Quanto distavano le vostre posizioni?
«Si è parlato fin dall’inizio del nuovo clima di austerità instaurato nella squadra. Io ho avuto subito la possibilità di chiarire la mia situazione con il presidente e con il segretario tacendo presente che ero disposto a fare un sacrificio, ma sotto una certa cifra non sarei mai sceso. Senza parlare di milioni, né di percentuali, posso dire che la Roma oggi mi offre condizioni accettabili. Ho 29 anni, debbo difendere i miei interessi e pensare al mio futuro. Forse la Roma ha temuto di aver perso il Prati di una volta? Le recenti prestazioni spero abbiano messo a tacere tante chiacchiere sulla mia forma e le mie possibilità».

– Anzalone affermava, prima dell’accordo, che a novembre non saresti stato, comunque, ceduto. Avresti passato così una stagione lontano dal campo. Chi ci avrebbe rimesso di più la Roma o Prati?
«Io escluderei che questo si sarebbe poi realmente verificato. Indipendentemente dall’accordo, io credo che un Prati fermo non avrebbe giovato a nessuno. A me in primo luogo, alla società e alla squadra di conseguenza. Se non esiste un contratto di lavoro non si capisce come alla Roma convenga tener fermo un buon giocatore quando invece avrebbe la possibilità di venderlo e di prenderne altri in cambio. Che cosa avrebbe voluto significare un simile atteggiamento del presidente nei miei confronti? Una ripicca, una vendetta? Oggi esiste il divorzio per i legami affettivi, vuoi che non esista per i legami di lavoro? Quando non c’è più l’accordo si cambia casa! Un giocatore cambia squadra!».

– Parliamo della nuova Roma.
«La squadra è stata molto cambiata, è stata ringiovanita. Siamo ancora agli inizi e c’è molto da lavorare prima di poter raggiungere un buon livello di forma. E’ una squadra che ha delle qualità e delle doti: ma è chiaro che non può avere delle pretese di alta classifica…».

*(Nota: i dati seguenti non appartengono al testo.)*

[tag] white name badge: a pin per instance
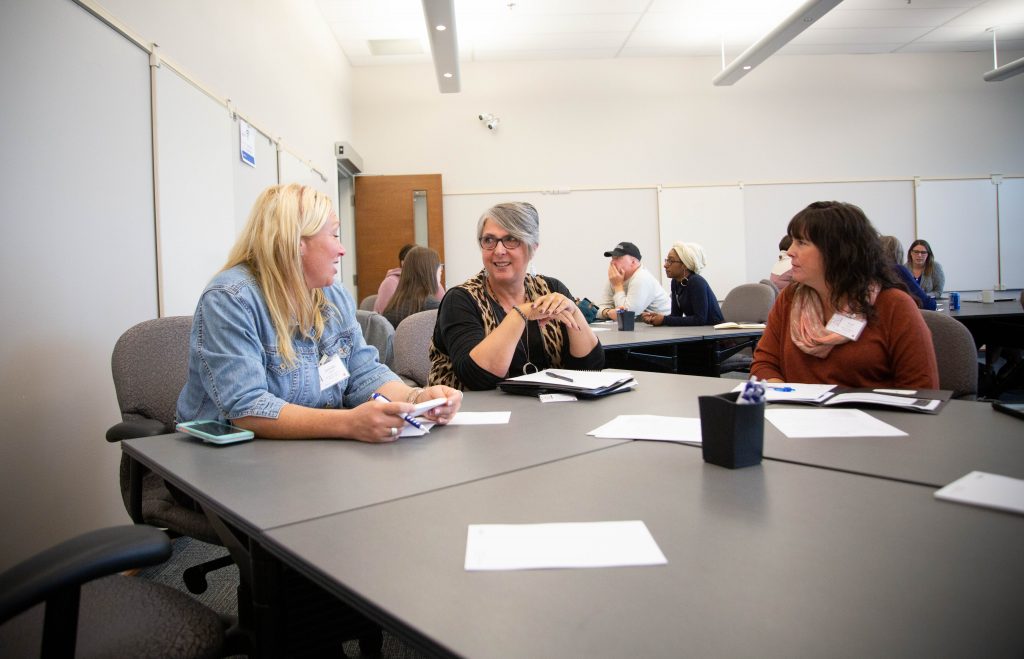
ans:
(331, 371)
(846, 325)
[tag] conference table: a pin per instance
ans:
(696, 350)
(829, 546)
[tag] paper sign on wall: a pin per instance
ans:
(247, 142)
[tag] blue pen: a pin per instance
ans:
(409, 419)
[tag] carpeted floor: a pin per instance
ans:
(221, 596)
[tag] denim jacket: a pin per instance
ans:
(235, 368)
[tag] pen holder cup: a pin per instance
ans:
(732, 435)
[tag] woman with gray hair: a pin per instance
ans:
(505, 321)
(693, 303)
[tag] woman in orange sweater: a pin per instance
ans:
(844, 320)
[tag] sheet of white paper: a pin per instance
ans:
(667, 429)
(556, 398)
(480, 419)
(829, 423)
(986, 490)
(576, 544)
(779, 392)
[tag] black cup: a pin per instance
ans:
(732, 435)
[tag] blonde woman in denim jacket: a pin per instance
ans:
(275, 347)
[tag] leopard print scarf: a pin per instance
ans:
(441, 368)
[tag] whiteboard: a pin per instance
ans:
(197, 209)
(957, 219)
(1012, 233)
(250, 181)
(576, 231)
(712, 217)
(889, 205)
(295, 171)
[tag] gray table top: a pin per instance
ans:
(645, 335)
(265, 483)
(970, 309)
(771, 561)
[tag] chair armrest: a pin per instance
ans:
(79, 561)
(133, 429)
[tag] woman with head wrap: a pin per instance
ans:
(693, 303)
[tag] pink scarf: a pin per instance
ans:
(807, 322)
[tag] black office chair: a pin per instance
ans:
(150, 366)
(92, 611)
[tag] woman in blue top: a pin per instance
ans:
(693, 303)
(275, 347)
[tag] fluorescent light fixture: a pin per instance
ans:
(785, 32)
(439, 15)
(1006, 71)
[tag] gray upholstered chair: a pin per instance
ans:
(150, 366)
(745, 303)
(377, 331)
(955, 352)
(368, 302)
(412, 346)
(70, 601)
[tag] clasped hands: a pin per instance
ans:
(554, 307)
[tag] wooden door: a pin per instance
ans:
(384, 222)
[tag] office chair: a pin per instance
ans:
(378, 332)
(92, 611)
(150, 364)
(412, 346)
(369, 302)
(745, 303)
(955, 353)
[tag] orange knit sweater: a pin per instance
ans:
(894, 350)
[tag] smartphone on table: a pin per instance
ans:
(215, 432)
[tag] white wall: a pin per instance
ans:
(77, 239)
(648, 122)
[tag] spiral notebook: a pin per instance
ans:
(583, 384)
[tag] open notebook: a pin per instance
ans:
(583, 384)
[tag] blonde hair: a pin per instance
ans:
(269, 247)
(691, 255)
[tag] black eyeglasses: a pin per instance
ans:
(488, 243)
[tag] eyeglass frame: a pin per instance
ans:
(497, 240)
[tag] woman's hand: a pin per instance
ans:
(442, 413)
(557, 307)
(376, 421)
(651, 317)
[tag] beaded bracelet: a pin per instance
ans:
(521, 314)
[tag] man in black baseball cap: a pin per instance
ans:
(631, 287)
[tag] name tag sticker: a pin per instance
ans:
(331, 371)
(848, 326)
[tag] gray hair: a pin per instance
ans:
(892, 249)
(519, 219)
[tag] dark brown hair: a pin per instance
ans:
(418, 281)
(850, 250)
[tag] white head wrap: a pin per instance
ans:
(691, 255)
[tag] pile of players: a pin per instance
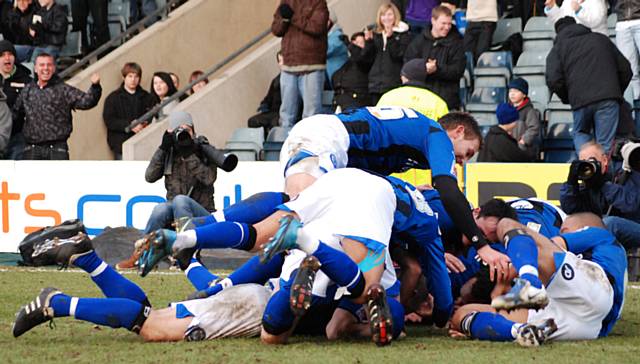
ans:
(507, 271)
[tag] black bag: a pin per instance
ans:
(29, 244)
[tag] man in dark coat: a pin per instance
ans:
(587, 71)
(124, 105)
(444, 51)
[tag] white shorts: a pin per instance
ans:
(349, 203)
(580, 297)
(234, 312)
(322, 135)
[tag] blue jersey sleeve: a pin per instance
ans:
(440, 154)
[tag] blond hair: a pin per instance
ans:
(383, 9)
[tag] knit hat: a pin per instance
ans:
(6, 46)
(177, 118)
(506, 113)
(519, 84)
(416, 71)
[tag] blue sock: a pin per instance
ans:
(110, 282)
(523, 252)
(255, 208)
(198, 275)
(251, 272)
(340, 268)
(113, 312)
(226, 235)
(493, 327)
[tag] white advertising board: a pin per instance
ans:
(34, 194)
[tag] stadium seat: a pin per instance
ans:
(505, 28)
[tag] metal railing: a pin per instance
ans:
(157, 110)
(92, 57)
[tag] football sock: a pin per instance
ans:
(113, 312)
(523, 252)
(226, 234)
(110, 282)
(198, 275)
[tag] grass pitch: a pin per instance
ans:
(79, 342)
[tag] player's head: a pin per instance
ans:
(464, 132)
(580, 220)
(490, 213)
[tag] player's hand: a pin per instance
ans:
(454, 264)
(498, 263)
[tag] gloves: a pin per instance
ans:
(167, 141)
(285, 11)
(572, 179)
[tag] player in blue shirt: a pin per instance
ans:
(584, 272)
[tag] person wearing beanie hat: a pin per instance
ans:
(414, 93)
(499, 145)
(527, 130)
(180, 161)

– Rispetto ai 25 punti realizzati nello scorso campionato, andrà meglio o peggio?
«I punti della stagione scorsa non rispecchiano il valore della Roma dello scorso anno. Se le cose fossero girate per il verso giusto e se gli infortuni non fossero stati tanti e così continui è chiaro che la Roma sarebbe potuta andare in Coppa UEFA».

– Cosa ne pensi della campagna acquisti?
«La campagna acquisti, effettuata quest’anno e intesa a iniziare un ciclo nuovo, comporta inevitabilmente dei rischi. Sarà il campo, strada facendo, a darci ragione o no».

– E di Musiello?
«E’ un giovane che ha delle grosse doti: per aver fatto tutti quei gol in serie B vuol dire che sa come si gioca al calcio».

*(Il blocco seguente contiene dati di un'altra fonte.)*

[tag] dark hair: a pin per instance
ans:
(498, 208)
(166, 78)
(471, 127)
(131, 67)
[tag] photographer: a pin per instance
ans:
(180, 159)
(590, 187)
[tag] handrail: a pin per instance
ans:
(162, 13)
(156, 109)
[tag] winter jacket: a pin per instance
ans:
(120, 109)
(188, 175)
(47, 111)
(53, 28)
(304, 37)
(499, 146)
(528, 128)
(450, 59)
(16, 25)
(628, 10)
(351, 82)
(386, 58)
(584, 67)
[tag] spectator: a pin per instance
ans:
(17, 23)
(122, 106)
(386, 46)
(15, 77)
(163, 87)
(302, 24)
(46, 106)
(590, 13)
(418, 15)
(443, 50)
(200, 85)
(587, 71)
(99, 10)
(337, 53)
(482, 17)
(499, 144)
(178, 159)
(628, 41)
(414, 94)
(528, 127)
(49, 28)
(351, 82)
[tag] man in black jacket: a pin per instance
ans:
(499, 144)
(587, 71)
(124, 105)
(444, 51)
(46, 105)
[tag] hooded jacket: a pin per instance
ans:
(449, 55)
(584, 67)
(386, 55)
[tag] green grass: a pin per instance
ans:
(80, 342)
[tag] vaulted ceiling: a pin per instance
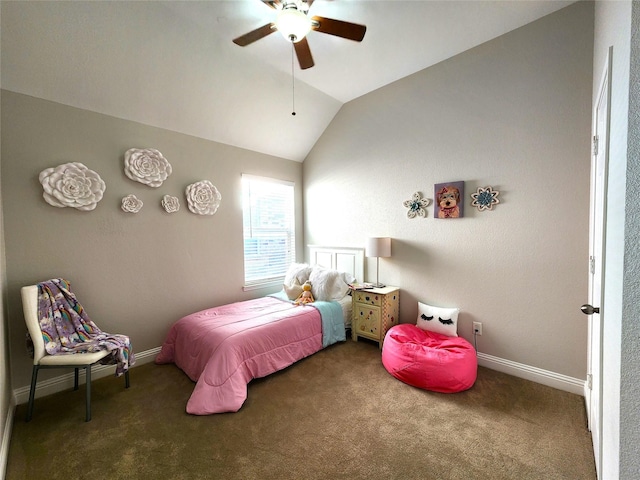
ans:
(173, 64)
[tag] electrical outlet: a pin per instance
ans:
(477, 328)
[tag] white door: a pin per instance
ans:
(594, 308)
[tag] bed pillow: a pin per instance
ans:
(292, 291)
(438, 319)
(327, 285)
(297, 273)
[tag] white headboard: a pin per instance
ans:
(343, 259)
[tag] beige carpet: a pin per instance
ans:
(335, 415)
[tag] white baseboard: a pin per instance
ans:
(520, 370)
(6, 439)
(65, 382)
(538, 375)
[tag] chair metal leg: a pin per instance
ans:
(88, 389)
(32, 392)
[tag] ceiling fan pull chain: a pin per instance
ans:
(293, 84)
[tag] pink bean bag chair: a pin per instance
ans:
(429, 360)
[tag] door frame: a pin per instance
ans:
(595, 340)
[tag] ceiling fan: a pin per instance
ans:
(293, 23)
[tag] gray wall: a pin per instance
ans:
(630, 372)
(134, 273)
(5, 378)
(514, 114)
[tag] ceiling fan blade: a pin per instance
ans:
(303, 52)
(254, 35)
(351, 31)
(272, 3)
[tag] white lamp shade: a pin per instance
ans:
(293, 24)
(378, 247)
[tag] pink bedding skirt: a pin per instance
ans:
(224, 348)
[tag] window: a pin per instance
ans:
(269, 229)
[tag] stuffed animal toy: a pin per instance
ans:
(306, 296)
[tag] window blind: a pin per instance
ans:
(268, 229)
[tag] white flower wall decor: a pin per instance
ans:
(147, 166)
(72, 185)
(131, 204)
(203, 198)
(170, 204)
(417, 205)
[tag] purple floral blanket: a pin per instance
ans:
(67, 328)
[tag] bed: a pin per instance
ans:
(223, 348)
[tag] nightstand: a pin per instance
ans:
(375, 310)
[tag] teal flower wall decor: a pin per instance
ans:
(417, 205)
(485, 198)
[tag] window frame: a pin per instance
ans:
(290, 232)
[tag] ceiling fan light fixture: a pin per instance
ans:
(293, 24)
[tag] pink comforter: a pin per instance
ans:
(224, 348)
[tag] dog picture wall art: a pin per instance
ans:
(449, 200)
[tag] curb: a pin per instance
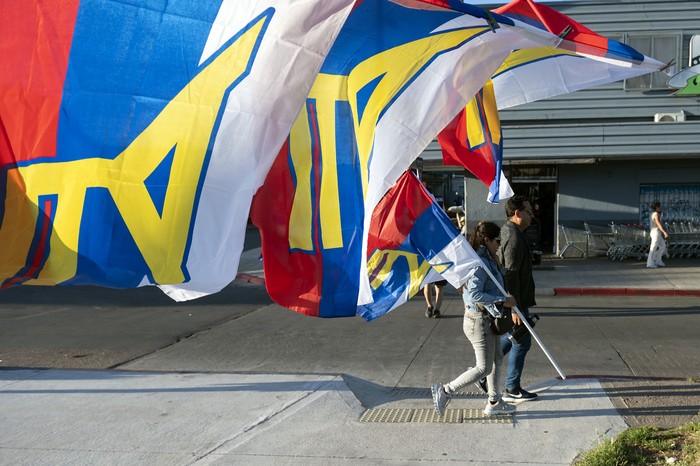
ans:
(251, 278)
(623, 292)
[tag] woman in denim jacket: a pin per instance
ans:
(481, 298)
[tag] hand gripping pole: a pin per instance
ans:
(527, 324)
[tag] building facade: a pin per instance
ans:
(601, 155)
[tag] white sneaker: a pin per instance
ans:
(440, 398)
(499, 408)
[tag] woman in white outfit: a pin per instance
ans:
(658, 237)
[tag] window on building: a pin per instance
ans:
(661, 47)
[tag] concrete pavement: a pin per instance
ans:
(152, 411)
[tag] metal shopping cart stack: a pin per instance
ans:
(684, 239)
(574, 242)
(629, 241)
(599, 239)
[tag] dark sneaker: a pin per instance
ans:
(498, 408)
(440, 398)
(518, 394)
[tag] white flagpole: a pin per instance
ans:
(527, 325)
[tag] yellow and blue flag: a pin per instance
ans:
(133, 134)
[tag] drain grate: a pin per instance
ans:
(452, 416)
(425, 393)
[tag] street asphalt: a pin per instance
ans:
(235, 379)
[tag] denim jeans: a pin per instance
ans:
(516, 358)
(488, 354)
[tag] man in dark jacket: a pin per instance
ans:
(514, 254)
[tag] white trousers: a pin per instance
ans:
(657, 248)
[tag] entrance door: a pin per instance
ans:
(543, 197)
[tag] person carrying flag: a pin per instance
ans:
(482, 300)
(515, 256)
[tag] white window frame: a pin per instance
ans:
(660, 78)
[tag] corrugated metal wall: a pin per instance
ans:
(609, 121)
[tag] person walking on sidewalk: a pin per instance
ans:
(515, 256)
(482, 299)
(658, 242)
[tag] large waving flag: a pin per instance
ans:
(580, 60)
(133, 134)
(395, 76)
(474, 140)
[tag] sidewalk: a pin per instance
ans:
(144, 417)
(120, 417)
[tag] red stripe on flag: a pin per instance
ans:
(394, 216)
(37, 260)
(35, 39)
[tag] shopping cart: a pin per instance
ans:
(629, 241)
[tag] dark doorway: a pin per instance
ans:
(543, 196)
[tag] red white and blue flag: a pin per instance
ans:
(393, 79)
(580, 59)
(474, 140)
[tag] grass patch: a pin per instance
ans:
(647, 446)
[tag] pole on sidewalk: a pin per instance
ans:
(527, 324)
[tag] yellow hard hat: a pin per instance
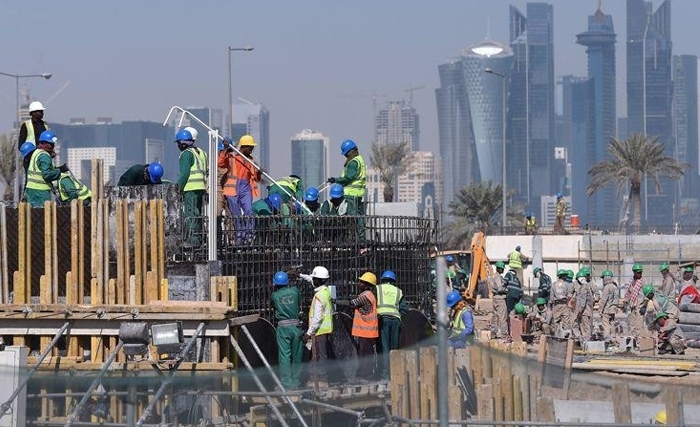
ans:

– Passiamo ora al «nemico», la Lazio, e parliamo di Ciccio Cordova.
«Come giocatore Cordova ha delle doti notevoli: il suo rapporto con il presidente era ormai abbastanza teso e strano e tale da non poter più resistere. La Lazio, per il suo tipo di gioco, ha fatto un grosso acquisto. E’ la squadra, però, che deve adattarsi alle caratteristiche del nuovo centrocampista. Se poi “Ciccio” possa dare di più nella Lazio di quanto avrebbe potuto dare nella Roma giovane, questa è una verifica che non ha possibilità di riscontro».

– Si è parlato tanto dei «clan» della vecchia Roma: cosa c’è di vero?
«Questa parola non è mai usata dai giocatori ma sempre dalla stampa. Certamente, comunque, non si può parlare del “clan” di Prati: io sono un uomo introverso e con i miei compagni di gioco ho soltanto un rapporto di lavoro. Al di fuori di questo, ho amicizie completamente diverse».

– Tra Roma e Lazio, arriverà prima la Roma di… Prati o la Lazio di… Cordova?
«La posizione delle due cugine in classifica non dipende solo né da Cordova né da Prati. Io prometto un buon campionato, magari di ripetere la stagione dei 14 gol».